Nutcracker fever
The BSO and Boston Ballet Orchestra face off
by Lloyd Schwartz
Nutcracker, the last of Tchaikovsky's three great ballet scores, may be
his most consistently inspired (though he himself thought it his weakest). In
Boston, Christmastime is Nutcracker time. And this year, even the Boston
Symphony Orchestra has Nutcracker fever. Maestro Seiji Ozawa scheduled a
weekend's worth of complete second acts (the act with all the ethnic dances) on
a program with the Rachmaninov Second Piano Concerto, and last Friday he led
the entire ballet score.
A complete Nutcracker without dancers (though Ozawa on the podium
always guarantees some dancing) may be superfluous in a city where annually
(and perennially) so many thousands of people can see the fully staged ballet.
But the enchanting music -- irresistibly tuneful and endlessly colorful (those
winds! that celesta!), the perfect balance between sumptuousness and delicacy
-- creates its own scenery and costumes. And a good argument can be made to
hear any performance by a great orchestra in a great hall.

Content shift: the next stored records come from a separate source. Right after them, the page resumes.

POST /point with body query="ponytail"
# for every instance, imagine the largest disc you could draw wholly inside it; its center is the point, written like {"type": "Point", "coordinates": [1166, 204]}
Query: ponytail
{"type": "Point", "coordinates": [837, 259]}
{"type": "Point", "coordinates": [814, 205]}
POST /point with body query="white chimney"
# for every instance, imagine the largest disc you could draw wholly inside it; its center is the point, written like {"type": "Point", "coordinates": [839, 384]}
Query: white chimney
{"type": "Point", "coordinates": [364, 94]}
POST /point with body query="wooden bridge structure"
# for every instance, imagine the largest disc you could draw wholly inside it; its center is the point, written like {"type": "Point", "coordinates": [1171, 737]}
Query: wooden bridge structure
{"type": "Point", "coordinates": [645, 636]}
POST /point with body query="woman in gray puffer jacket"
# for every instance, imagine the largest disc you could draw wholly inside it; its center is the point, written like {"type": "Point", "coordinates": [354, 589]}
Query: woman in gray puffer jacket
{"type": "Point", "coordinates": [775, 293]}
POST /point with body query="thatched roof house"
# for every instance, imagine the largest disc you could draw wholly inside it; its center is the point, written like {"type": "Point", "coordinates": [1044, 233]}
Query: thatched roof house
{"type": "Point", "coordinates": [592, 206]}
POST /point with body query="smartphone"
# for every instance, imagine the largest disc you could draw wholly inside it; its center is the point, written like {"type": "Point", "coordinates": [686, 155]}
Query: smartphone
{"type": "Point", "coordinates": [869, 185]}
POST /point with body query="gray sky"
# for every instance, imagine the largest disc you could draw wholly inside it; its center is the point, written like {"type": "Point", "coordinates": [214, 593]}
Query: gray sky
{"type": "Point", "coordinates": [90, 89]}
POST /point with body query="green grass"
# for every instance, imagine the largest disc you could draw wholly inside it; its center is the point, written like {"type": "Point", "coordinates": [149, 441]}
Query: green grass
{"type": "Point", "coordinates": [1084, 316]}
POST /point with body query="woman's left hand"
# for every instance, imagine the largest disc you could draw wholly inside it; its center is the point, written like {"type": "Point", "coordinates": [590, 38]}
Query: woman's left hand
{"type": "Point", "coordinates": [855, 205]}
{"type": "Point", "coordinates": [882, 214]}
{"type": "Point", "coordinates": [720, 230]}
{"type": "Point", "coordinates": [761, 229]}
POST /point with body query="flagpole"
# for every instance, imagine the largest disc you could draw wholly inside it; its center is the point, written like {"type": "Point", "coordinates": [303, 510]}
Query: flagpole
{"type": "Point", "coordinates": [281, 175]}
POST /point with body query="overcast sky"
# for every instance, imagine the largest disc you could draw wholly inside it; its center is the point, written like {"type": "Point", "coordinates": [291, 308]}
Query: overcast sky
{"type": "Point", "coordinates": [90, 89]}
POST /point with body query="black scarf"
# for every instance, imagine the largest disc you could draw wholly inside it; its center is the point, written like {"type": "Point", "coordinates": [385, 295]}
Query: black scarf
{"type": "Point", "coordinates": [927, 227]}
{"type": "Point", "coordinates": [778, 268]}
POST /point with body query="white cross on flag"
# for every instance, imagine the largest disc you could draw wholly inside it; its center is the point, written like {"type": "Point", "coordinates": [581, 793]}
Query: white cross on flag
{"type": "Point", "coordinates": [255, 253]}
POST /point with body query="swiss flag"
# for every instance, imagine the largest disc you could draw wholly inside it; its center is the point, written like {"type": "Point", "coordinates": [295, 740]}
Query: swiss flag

Tchaikovsky's first act has some of the greatest music he ever wrote,
especially the surging transformation scene, the beginning of the mysterious
Drosselmeyer's magic spell in which Clara shrinks to Barbie-size and the
Christmas tree and all the toys grow to epic proportions. Much of the music in
the first act, though, is purely narrative. Two weeks earlier, when Ozawa led
Ravel's children's opera, L'enfant et les sortilèges, every note
told a story. But his more "symphonic" approach to Nutcracker didn't
have that storytelling quality. The leisurely pace of the party preparations
was more stately than bustling. The inflated brass playing at the end of the
magic spell sounded like the entrance of the gods into Valhalla. Nothing had
much swing. The Waltz of the Flowers bogged down in its own heaviness. With
Ozawa's square, inflexible phrasing, each reappearance of a melodic line meant
to accompany a different activity (guests arriving or departing, the beginning
of a dance and the end of a dance, the actual battle between the Nutcracker and
an army of mice and the retelling of that battle) was repeated in the same
mechanical way.
On the other hand, the orchestra played with phenomenal clarity. The Arabian
dance (Coffee) had a serpentine insinuation. The Russian trepak had a thrilling
exhilaration (no one could dance it so fast, but there were no dancers to worry
about). When the rich BSO cellos joined the higher strings in the second
"sentence" of the magic spell, they had the human warmth of a humming chorus.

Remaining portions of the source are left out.